In una emergenza nazionale come quella che stiamo vivendo, un governo che non agisca nell'ombra, ma invece per il bene dei suoi governati, dovrebbe rispondere nel modo più chiaro possibile ad alcune questioni.

  1. Quanto durerà il prestito che sarà fatto all'Italia?
  2. Questo prestito andrà restituito in qualche maniera, prima o poi?
  3. A quali condizioni?
  4. Ricorreremo al MES oppure agli Eurobond? E perché l'uno oppure gli altri?
  5. Non sarebbero migliori gli Eurobond, che rendono comune il debito, secondo il decantato spirito europeista?
  6. Chi controllerà l'operazione? Per caso la Troika formata da Unione, BCE e FMI?
  7. Se non riuscissimo a rispettare tappe e importi della restituzione quali sarebbero le conseguenze?
  8. Perché l'Unione Europea non si accolla almeno le migliaia di migranti, che continuano a sbarcare in Italia mentre gli “indigeni” sono confinati in casa?

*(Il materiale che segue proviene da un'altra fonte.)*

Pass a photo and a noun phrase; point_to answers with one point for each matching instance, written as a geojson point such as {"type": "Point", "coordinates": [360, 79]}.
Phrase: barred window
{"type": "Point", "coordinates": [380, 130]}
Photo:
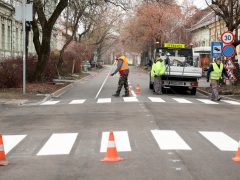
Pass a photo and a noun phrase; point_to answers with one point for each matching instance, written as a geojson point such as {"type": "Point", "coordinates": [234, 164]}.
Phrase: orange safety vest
{"type": "Point", "coordinates": [125, 63]}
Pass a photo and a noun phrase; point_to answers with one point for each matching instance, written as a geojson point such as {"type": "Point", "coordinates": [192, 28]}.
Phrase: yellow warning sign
{"type": "Point", "coordinates": [170, 45]}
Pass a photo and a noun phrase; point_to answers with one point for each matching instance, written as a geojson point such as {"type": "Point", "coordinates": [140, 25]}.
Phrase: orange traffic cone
{"type": "Point", "coordinates": [237, 157]}
{"type": "Point", "coordinates": [3, 161]}
{"type": "Point", "coordinates": [138, 89]}
{"type": "Point", "coordinates": [112, 154]}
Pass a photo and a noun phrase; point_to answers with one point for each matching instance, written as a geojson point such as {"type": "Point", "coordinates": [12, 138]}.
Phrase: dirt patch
{"type": "Point", "coordinates": [32, 91]}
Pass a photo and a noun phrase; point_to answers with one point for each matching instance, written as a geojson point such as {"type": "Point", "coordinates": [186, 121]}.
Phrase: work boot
{"type": "Point", "coordinates": [116, 95]}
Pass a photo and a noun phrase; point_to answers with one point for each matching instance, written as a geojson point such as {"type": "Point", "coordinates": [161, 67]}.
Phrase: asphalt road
{"type": "Point", "coordinates": [175, 136]}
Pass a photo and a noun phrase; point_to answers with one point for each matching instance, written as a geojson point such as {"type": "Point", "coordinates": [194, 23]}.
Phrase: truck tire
{"type": "Point", "coordinates": [193, 91]}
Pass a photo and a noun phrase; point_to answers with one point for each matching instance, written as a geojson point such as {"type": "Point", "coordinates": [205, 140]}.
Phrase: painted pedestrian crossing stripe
{"type": "Point", "coordinates": [169, 140]}
{"type": "Point", "coordinates": [63, 143]}
{"type": "Point", "coordinates": [142, 99]}
{"type": "Point", "coordinates": [58, 144]}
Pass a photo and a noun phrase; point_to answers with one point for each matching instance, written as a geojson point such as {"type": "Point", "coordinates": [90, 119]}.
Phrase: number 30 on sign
{"type": "Point", "coordinates": [227, 37]}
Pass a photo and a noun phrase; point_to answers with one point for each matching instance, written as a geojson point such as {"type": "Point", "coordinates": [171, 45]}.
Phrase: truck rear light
{"type": "Point", "coordinates": [194, 84]}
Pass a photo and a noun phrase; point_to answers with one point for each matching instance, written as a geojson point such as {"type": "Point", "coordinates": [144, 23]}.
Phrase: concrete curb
{"type": "Point", "coordinates": [208, 94]}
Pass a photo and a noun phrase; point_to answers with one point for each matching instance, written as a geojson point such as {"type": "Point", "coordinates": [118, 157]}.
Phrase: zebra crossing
{"type": "Point", "coordinates": [62, 143]}
{"type": "Point", "coordinates": [140, 99]}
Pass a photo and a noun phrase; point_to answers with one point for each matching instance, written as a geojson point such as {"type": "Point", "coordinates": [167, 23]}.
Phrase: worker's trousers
{"type": "Point", "coordinates": [123, 81]}
{"type": "Point", "coordinates": [158, 84]}
{"type": "Point", "coordinates": [215, 89]}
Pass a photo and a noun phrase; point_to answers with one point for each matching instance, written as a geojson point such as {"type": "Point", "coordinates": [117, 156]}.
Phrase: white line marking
{"type": "Point", "coordinates": [231, 102]}
{"type": "Point", "coordinates": [169, 140]}
{"type": "Point", "coordinates": [222, 141]}
{"type": "Point", "coordinates": [104, 100]}
{"type": "Point", "coordinates": [207, 101]}
{"type": "Point", "coordinates": [58, 144]}
{"type": "Point", "coordinates": [50, 102]}
{"type": "Point", "coordinates": [130, 99]}
{"type": "Point", "coordinates": [156, 99]}
{"type": "Point", "coordinates": [121, 140]}
{"type": "Point", "coordinates": [181, 100]}
{"type": "Point", "coordinates": [10, 141]}
{"type": "Point", "coordinates": [79, 101]}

Siamo ormai il Bed & Breakfast dell'Europa, oppure no?
  9. Perché, invece di prestarci questi soldi (per ora gratis, poi si vedrà), la UE non ci riconosce per qualche anno il differenziale fra quanto versiamo e quanto riceviamo dalle casse comunitarie?
  10. Se il denaro ce lo facessimo prestare da altri (USA, Cina, Russia...) l'Europa come reagirebbe?

Il falò pauperista ravvivato in questi giorni da Graziano Delrio, guarda caso del Pd, con l'antico cavallo di battaglia delle sinistre, cioè la patrimoniale, per far piangere anche i “ricchi”, è una delle più grandi trovate antidemocratiche che si possano ideare. Non sarà che i “non ricchi” siano invece caduti dal falò alla brace, sempre più numerosi, perché l'Europa e l'euro da due decenni ci massacrano? E le masse disarticolate, che capziosamente i sostenitori del Poco Per Tutti ci descrivono come risorse, e comicamente come salvatori delle nostre pensioni, non servono forse ad abbassare i salari degli italiani, ormai ridotti al precariato e all'elemosina del reddito di cittadinanza? 
Mentre noi abbiamo aiutato tutti, ma proprio tutti, comprese le imprese della Tunisia, i tedeschi, oggi detestati insieme con i loro compari olandesi, pensano prima a sé stessi. Questa è una guerra e in guerra si deve sconfiggere il nemico e salvarsi la pelle: loro lo fanno e i nemici siamo noi, dipinti come amici, ma inaffidabili. Ma noi, ridotti come siamo, dobbiamo forse salvare la pelle a soldati che stanno meglio di noi? Il soldato ferito, come noi italiani, non andrebbe invece soccorso e sostenuto da due, tre, dieci commilitoni, invece di essere lasciato morire? Questa è la domanda che geni della politica e avvocati del popolo come Giuseppe Conte dovrebbero porre ad Angela, Ursula e Christine e ai funzionari di Bruxelles pagati 25 mila euro al mese e ai sepolcri imbiancati del Club Bilderberg e della Trilateral, dove davvero si decidono i nostri destini, altroché l'Europa con la sua bandiera azzurra, le stelline e l'Inno alla Gioia. 
Presto canteremo il De Profundis, invece, ma un popolo con gli attributi la pelle la venderebbe cara, prima di farsi schiavo di chi lo ha messo nel sacco. Un esempio soltanto. Esistono altri prestatori, altre banche, qualcuno senza i paraocchi ha messo sul mercato le criptovalute, i bitcoin. Sono strumenti ancora in gran parte sconosciuti, ma non più dei misteri che ci propina questa Europa matrigna.